Lexington Dip (Western Carolina BBQ Sauce)
Lexington Dip (Western Carolina BBQ Sauce) - kvalifood.com
The midpoint between Eastern Carolina vinegar sauce and thick Kansas City style. Vinegar-forward like its Eastern cousin, but with enough ketchup to give it a pink-to-garnet color. In Lexington, North Carolina, they call BBQ sauce “dip.” Used both as a mop and a table sauce, primarily on pork shoulder.
Ingredients
Makes ca. 480 ml
- 240 ml apple cider vinegar
- 60 ml ketchup
- 60 ml apple juice
- 35 g light brown sugar
- 1 tbsp kosher salt
- 1 tsp crushed red pepper flakes
- 1 tsp ground black pepper
- 1 tsp hot sauce
Directions
- Combine all ingredients in a jar or bottle. Seal tightly and shake until the sugar and salt dissolve.

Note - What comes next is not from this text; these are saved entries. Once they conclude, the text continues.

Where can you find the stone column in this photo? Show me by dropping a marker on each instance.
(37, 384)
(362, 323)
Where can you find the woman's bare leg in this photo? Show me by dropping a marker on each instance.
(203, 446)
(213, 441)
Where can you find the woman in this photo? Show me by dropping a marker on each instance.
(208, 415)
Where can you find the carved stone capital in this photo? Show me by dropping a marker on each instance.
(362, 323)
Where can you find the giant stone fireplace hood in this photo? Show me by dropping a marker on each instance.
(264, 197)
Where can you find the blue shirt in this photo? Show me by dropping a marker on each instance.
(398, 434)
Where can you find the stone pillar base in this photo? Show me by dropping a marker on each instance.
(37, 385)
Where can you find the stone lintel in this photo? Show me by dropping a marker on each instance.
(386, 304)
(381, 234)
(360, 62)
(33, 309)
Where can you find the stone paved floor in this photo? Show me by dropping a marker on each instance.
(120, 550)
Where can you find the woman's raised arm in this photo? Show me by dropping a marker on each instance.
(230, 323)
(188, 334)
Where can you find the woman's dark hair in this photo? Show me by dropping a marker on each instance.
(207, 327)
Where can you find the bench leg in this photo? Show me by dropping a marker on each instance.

- Refrigerate for at least 3 hours. Overnight or longer is better - the flavor continues to develop for days.
- Shake well before using.
Notes
- The apple juice adds a subtle fruitiness. Water works if apple juice is unavailable, but the sauce will be less interesting.
- For a thinner, more moppable consistency, add up to 60 ml (1/4 cup) water.
- A week of resting in the fridge produces the best flavor.
- Keeps for several weeks refrigerated.